Take a walk along the birth place of the RMS Titanic. The Thompson Dry Dock, or Thompson Graving Dock, is located in Belfast, Northern Ireland. Built in 1904, the then biggest in the world dock is best known for having accommodated the RMS Titanic during her fitting-out. The dock is 415 feet long, 46 feet wide and 21 feet deep. The Dry Dock is located on Queen’s Island, an area of land at the entrance of Belfast Lough which was reclaimed from the water in the mid-19th century. It was used for many years by the shipbuilders Harland and Wolff, who built huge slipways and graving docks to accommodate the simultaneous construction of the Olympic and Titanic.

At the Dry-Dock where she was finished, Titanic spent her final days in Belfast. Here, at this very place, workers put the final touches on the most luxurious liner ever built. And it was here that engineering brilliance reached new heights as great minds applied themselves to the gargantuan task of building such a grand vessel.

Titanic’s Dry-Dock was the largest dry dock ever constructed, and it represented the pinnacle of Edwardian engineering. Because it is still in near-perfect original condition, you have a unique opportunity to see Titanic’s birthplace just as it was when she was here, to see just what her builders would have seen as they stood here. From Titanic’s physical footprint in history, the huge Thompson Dry Dock to the stunning Pump-house with the original engineering works that operated the dock, everything here is almost exactly as it was when Titanic glided in to the dock almost a century ago.

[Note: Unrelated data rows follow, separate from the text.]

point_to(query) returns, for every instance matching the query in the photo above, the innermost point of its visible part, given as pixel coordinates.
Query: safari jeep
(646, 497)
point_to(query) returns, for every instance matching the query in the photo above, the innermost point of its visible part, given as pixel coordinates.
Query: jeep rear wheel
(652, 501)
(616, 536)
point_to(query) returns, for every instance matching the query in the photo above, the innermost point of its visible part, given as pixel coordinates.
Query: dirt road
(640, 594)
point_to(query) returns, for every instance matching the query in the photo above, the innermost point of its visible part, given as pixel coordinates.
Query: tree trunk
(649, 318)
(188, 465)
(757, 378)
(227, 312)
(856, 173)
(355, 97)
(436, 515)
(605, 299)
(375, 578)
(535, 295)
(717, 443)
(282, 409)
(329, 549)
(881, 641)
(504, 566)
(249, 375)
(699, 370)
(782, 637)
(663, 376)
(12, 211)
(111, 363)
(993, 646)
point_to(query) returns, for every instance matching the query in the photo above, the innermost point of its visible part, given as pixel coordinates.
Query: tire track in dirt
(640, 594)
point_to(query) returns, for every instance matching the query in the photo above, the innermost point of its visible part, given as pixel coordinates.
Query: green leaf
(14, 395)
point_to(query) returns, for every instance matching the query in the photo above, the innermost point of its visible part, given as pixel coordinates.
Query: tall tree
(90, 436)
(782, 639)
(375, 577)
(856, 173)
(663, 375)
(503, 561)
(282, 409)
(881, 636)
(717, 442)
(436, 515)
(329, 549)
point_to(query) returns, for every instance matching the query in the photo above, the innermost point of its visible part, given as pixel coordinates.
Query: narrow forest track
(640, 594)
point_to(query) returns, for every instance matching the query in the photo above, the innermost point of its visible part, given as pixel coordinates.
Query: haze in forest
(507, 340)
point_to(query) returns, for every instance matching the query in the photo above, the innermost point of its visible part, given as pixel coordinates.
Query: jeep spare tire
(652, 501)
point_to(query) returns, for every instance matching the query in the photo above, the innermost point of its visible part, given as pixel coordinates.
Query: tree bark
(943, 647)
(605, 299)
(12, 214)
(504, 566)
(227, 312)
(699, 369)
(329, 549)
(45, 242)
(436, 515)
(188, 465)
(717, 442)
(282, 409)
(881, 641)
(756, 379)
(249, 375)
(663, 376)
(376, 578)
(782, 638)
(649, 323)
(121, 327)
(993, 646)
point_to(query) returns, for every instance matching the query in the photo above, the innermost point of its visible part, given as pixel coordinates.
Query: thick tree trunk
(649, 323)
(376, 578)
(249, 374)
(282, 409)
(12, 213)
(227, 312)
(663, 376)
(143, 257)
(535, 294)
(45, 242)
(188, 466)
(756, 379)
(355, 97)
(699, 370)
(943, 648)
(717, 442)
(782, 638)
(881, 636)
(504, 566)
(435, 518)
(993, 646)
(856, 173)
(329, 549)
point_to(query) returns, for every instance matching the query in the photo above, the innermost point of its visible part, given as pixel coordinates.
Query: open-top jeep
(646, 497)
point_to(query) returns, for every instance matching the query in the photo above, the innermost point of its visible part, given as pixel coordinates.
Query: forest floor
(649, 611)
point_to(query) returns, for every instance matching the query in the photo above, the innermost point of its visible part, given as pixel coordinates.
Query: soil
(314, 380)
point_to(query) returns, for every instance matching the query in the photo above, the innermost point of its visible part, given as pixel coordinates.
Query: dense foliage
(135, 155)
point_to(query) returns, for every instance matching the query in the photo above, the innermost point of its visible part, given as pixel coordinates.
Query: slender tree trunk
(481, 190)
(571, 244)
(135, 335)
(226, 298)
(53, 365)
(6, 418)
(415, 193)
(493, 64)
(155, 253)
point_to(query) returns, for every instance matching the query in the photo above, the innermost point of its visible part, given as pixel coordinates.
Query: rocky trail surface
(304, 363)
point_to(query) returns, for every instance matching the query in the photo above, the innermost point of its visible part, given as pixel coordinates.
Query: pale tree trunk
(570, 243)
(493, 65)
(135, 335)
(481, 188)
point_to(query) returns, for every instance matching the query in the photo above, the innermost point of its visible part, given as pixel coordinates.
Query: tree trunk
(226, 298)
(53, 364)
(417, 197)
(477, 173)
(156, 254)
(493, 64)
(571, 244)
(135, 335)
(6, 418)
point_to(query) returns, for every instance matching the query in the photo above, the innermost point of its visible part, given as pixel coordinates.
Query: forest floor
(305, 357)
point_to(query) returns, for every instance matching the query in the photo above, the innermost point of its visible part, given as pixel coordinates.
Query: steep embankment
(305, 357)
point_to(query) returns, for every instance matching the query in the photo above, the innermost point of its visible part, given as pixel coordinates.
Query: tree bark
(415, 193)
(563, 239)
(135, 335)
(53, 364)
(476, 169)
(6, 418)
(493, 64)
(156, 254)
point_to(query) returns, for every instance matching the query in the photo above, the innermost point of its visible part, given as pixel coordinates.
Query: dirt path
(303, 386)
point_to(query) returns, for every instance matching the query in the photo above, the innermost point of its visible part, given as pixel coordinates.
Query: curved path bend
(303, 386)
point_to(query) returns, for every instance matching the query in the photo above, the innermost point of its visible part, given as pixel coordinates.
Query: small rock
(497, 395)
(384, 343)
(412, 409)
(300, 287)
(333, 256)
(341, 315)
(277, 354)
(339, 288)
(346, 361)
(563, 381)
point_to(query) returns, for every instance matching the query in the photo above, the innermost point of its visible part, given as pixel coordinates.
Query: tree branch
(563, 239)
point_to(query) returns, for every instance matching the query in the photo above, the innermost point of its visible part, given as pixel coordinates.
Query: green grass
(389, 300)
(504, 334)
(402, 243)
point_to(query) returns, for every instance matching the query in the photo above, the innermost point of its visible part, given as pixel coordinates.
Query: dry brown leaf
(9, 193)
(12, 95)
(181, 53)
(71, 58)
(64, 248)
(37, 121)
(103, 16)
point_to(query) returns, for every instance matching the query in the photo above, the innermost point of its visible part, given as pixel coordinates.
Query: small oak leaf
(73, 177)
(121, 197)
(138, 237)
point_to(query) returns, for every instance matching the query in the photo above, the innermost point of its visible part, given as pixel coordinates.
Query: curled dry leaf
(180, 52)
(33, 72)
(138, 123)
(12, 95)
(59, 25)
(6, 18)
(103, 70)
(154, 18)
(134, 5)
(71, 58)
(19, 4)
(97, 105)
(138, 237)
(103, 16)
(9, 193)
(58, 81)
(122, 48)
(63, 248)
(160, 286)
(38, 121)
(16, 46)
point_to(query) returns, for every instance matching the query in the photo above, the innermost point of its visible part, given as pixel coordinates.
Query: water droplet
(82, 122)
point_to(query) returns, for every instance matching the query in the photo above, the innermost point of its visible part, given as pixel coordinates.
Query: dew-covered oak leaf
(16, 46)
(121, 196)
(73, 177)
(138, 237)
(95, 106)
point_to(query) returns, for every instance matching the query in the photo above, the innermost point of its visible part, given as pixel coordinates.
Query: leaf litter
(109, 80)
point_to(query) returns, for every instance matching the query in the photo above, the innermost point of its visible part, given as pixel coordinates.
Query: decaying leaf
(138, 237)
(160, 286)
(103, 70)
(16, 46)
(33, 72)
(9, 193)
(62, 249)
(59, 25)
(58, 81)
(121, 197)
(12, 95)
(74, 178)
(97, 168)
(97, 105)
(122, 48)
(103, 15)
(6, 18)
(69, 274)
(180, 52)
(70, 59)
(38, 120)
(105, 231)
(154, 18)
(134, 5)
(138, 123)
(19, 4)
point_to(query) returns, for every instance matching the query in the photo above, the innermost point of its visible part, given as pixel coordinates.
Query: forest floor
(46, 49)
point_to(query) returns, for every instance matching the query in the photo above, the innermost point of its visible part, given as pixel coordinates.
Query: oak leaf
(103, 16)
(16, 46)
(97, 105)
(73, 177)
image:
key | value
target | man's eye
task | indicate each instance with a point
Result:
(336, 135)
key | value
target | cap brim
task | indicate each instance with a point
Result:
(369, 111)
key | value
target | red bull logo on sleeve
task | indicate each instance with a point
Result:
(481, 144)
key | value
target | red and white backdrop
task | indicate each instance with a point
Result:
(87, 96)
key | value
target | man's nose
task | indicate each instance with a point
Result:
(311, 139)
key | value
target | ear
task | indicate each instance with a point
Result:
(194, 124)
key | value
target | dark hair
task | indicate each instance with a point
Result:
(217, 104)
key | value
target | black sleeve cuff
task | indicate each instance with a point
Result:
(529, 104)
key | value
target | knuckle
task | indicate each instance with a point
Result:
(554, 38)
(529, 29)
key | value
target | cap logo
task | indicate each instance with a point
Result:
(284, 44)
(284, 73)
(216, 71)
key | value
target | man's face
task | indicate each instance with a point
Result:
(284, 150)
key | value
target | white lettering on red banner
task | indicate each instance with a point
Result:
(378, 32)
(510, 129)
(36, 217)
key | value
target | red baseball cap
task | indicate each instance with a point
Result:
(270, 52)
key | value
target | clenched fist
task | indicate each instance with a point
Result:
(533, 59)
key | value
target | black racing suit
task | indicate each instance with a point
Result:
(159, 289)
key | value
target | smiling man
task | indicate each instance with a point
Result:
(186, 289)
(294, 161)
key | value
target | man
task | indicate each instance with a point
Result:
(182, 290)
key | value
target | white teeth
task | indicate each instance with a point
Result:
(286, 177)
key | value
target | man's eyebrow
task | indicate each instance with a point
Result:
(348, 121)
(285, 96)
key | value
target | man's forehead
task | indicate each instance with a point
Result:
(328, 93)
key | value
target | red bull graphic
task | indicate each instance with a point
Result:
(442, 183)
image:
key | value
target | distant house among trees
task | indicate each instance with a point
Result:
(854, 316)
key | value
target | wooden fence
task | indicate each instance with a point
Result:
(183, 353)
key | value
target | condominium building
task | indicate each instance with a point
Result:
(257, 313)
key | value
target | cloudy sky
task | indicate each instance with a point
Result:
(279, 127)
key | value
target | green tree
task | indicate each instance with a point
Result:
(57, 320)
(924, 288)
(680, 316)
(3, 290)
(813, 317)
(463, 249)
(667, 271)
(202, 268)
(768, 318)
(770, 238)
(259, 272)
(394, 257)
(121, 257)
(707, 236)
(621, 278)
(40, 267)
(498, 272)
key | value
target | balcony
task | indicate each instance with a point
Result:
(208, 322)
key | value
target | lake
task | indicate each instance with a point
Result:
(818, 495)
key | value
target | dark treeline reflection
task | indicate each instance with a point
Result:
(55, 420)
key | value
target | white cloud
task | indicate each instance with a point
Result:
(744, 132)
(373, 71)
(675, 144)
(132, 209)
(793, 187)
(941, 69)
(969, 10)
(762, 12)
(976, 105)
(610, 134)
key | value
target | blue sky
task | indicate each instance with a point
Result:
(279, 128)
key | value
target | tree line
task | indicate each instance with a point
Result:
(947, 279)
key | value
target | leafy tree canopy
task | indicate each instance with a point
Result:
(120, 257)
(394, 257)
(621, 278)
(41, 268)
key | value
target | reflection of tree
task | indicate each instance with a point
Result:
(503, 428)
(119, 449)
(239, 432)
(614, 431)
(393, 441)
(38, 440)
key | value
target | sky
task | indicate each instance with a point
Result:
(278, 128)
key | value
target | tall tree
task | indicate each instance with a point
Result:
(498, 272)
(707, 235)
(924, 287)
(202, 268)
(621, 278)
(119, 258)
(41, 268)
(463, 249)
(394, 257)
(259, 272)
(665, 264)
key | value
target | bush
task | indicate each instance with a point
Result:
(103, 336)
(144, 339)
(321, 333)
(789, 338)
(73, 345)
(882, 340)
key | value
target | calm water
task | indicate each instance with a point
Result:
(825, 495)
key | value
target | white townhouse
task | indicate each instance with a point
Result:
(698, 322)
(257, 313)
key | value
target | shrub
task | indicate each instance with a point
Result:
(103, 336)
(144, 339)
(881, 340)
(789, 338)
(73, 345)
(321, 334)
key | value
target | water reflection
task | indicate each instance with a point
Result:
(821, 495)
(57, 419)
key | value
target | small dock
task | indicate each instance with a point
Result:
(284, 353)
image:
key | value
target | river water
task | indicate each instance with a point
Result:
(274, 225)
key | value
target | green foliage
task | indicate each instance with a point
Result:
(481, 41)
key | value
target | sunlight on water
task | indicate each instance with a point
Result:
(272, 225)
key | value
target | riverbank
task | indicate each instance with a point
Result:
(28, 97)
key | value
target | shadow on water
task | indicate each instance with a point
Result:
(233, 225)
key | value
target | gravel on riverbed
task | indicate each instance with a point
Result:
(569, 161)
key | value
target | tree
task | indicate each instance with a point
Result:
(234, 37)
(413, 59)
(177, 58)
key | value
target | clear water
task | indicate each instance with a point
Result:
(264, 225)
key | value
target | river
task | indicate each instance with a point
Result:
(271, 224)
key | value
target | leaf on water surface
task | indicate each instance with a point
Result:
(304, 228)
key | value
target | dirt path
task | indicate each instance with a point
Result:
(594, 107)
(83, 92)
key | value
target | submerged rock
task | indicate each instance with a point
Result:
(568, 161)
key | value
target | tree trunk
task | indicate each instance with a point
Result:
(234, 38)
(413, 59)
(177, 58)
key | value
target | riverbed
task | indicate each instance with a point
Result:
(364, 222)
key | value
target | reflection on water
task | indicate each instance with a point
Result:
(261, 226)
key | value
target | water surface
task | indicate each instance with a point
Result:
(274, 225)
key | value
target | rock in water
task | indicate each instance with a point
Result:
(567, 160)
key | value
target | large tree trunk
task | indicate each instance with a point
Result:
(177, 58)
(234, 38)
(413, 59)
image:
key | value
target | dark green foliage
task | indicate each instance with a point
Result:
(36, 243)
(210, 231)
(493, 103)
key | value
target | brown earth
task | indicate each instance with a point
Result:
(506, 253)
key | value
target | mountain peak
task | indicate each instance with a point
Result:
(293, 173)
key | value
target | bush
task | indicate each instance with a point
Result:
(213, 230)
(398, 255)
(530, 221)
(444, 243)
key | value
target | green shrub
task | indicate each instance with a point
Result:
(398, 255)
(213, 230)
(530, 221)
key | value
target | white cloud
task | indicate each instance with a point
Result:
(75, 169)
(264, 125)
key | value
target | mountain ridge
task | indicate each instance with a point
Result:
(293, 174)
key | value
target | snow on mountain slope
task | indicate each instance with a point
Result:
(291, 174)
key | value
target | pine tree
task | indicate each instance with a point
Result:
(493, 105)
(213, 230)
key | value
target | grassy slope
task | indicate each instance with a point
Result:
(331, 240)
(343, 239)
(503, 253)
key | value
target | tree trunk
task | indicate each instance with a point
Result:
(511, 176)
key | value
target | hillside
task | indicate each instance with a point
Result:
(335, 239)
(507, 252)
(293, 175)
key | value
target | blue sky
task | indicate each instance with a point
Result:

Our expert guides will lead you back through history, to the days in 1912 when Titanic made her way majestically in to this dock for her final fittings. Through original photographs and the latest audio-visual technology, you will be taken on a journey through time to experience this place when Titanic was here, to witness the incredible technological achievement that came to life here at the dry dock. In the pump-house, you can see the original, massive machines that worked the mighty dry-dock as well as the tools used by the workers here to bring the world’s largest ships to life.